Dari kecil, aku dimanja. Kalau sedang tengkar dengan Ayah, dan Ibu tidak bisa diajak berkompromi, selalu ada Pakde. Pakde tidak pernah marah. Satu kali pun, tidak pernah. Dulu saat aku sedih, aku suka berlari-lari lalu memeluk kaki Pakde dari belakang, dan tidak mau kulepas lagi. Saat aku nggondok dengan Ayah-Ibu, biasanya Pakde cuma diam sebentar lalu berkata, "Nanti mau dibeliin es krim kalau Pakde keluar?". Semua itu rasanya seperti suplemen kekuatan hari demi hari, suatu rasa nyaman yang menjamin aku untuk tidak pernah merasa sendiri, karena ada Pakde.

Karena Ayah dan Ibu sibuk, aku selalu bersama Pakde, baik berangkat maupun pulang sekolah, baik pergi ke tempat les sampai ke mal untuk mencari keperluan-keperluan. Selalu.
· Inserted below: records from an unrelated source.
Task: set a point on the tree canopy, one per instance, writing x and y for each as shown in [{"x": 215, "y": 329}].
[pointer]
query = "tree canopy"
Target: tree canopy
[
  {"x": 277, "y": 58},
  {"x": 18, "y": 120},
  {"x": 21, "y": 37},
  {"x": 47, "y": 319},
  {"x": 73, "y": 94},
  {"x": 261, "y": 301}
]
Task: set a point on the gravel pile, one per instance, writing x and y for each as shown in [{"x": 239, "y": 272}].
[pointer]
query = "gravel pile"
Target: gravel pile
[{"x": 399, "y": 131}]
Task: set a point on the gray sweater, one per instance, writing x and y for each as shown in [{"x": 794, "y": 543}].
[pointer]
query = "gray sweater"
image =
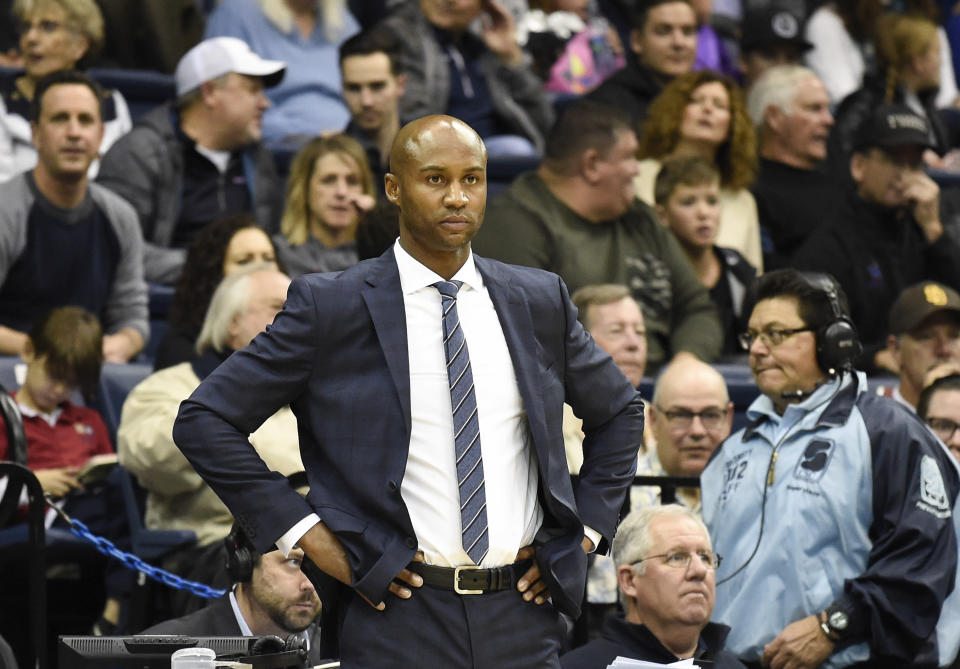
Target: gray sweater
[
  {"x": 145, "y": 167},
  {"x": 528, "y": 225},
  {"x": 126, "y": 304}
]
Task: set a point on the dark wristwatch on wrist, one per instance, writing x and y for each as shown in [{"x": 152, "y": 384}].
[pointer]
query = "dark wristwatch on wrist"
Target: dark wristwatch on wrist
[{"x": 835, "y": 623}]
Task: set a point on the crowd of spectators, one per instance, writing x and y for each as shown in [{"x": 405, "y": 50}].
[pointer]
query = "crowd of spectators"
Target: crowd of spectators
[{"x": 691, "y": 155}]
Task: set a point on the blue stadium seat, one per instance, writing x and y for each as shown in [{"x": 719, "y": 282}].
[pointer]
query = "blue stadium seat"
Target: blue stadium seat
[{"x": 142, "y": 89}]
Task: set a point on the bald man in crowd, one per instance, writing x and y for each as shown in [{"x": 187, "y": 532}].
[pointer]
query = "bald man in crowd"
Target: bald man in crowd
[{"x": 442, "y": 560}]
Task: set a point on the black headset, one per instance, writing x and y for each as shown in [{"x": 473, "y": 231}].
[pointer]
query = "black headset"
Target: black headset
[
  {"x": 837, "y": 342},
  {"x": 241, "y": 556}
]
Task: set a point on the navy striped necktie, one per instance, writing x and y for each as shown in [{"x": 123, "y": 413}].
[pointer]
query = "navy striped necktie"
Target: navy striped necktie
[{"x": 466, "y": 427}]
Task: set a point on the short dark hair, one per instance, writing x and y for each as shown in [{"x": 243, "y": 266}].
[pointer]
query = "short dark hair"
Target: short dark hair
[
  {"x": 949, "y": 382},
  {"x": 583, "y": 125},
  {"x": 813, "y": 302},
  {"x": 64, "y": 77},
  {"x": 376, "y": 40},
  {"x": 641, "y": 10},
  {"x": 683, "y": 171},
  {"x": 70, "y": 340}
]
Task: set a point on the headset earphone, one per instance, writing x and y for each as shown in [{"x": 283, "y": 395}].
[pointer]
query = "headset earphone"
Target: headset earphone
[
  {"x": 837, "y": 347},
  {"x": 837, "y": 342},
  {"x": 241, "y": 556}
]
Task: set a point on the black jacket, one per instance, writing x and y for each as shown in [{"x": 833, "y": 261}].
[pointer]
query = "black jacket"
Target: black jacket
[
  {"x": 217, "y": 619},
  {"x": 790, "y": 205},
  {"x": 620, "y": 638},
  {"x": 859, "y": 105},
  {"x": 876, "y": 252},
  {"x": 630, "y": 89}
]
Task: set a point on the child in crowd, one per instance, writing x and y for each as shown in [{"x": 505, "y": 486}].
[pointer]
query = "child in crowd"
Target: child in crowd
[
  {"x": 64, "y": 354},
  {"x": 687, "y": 196}
]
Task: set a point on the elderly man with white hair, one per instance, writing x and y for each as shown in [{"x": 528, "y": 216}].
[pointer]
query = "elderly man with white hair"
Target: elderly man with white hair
[
  {"x": 243, "y": 305},
  {"x": 666, "y": 574},
  {"x": 791, "y": 110}
]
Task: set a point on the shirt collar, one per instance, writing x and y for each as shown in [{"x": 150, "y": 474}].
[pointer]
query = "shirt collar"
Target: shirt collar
[
  {"x": 415, "y": 276},
  {"x": 242, "y": 623}
]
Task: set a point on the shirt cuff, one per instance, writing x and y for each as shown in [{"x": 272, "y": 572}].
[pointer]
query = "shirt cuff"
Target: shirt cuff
[
  {"x": 593, "y": 536},
  {"x": 288, "y": 540}
]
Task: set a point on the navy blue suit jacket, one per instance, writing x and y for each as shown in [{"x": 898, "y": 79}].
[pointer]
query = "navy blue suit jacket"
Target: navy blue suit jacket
[{"x": 337, "y": 354}]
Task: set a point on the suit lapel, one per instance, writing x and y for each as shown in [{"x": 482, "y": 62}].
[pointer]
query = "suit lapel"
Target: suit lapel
[
  {"x": 517, "y": 325},
  {"x": 384, "y": 301}
]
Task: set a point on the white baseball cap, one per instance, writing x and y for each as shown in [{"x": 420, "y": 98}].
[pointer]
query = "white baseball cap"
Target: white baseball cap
[{"x": 218, "y": 56}]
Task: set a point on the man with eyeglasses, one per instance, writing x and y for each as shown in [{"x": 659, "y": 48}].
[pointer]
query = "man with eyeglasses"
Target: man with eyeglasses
[
  {"x": 939, "y": 407},
  {"x": 690, "y": 415},
  {"x": 666, "y": 570},
  {"x": 925, "y": 336},
  {"x": 834, "y": 507},
  {"x": 887, "y": 233}
]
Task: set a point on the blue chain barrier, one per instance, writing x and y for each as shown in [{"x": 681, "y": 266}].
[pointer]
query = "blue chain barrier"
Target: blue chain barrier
[{"x": 108, "y": 548}]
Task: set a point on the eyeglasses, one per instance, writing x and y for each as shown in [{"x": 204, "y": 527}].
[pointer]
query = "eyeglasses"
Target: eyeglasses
[
  {"x": 681, "y": 559},
  {"x": 770, "y": 338},
  {"x": 682, "y": 419},
  {"x": 943, "y": 427}
]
Pertama kali aku melihat Pakde marah adalah saat aku kelas 1 SMP. Saat itu, beberapa menit sebelum pulang sekolah, aku tanpa ijin (karena handphone-ku mati) digonceng oleh temanku untuk pergi ke rumah sahabatku karena ia sedang tertimpa musibah. Aku begitu khawatir dengan sahabatku sampai tidak memikirkan hal-hal lain. Saat kembali ke sekolah, rasanya jantung sempat berhenti berdenyut sedetik melihat mobil Panther Pakde sudah terparkir di halaman. Lalu datanglah Pakde, dan sepanjang perjalanan pulang aku menahan tangis karena sudah membuat Pakde marah setelah sekian tahun lamanya.

Banyak sekali hal yang tidak bisa dijabarkan mengenai Pakde-ku, orang tersabar di dunia, orang yang paling kusayangi kedua setelah orangtuaku. Aku harap, beliau sehat selalu, sehingga aku bisa terus bersama-sama dengan Pakde, selama mungkin. Semoga kedepannya, aku bisa membahagiakan Pakde, seperti Pakde selalu membuatku tertawa disaat aku merasa capek, baik fisik, pikiran, maupun hati. Aku harap, kedepannya aku bisa ganti merawat dan mengerti Pakde, seperti beliau merawat dan mengerti aku semenjak aku masih bayi sampai sudah mau kuliah seperti ini.

J'aime, Pakde 

...............................................

Aku, waktu masih umur 5 tahun, pada sebuah sore di garasi, di gendongan Ibu.

"Ma, Pakde kalau nyetir kok lambat banget sih?"

"Nyetir apa?"

"Ya itu Ma, kalau lagi naik motor sama Pakde, Frea mesti disalip sama mobil-mobil. Kalau lagi naik mobil, motor-motor rebutan ngeeeng ngeeeng ngelewati mobil Pakde. Maunya yang cepet Ma."

"Itu tandanya, Pakde sayang sama kamu. Pakde pelan-pelan itu, supaya lebih hati-hati dan gamau kamu kenapa-napa."



.............speechless kalau ingat-ingat ini. I really love you, Uncle, I did.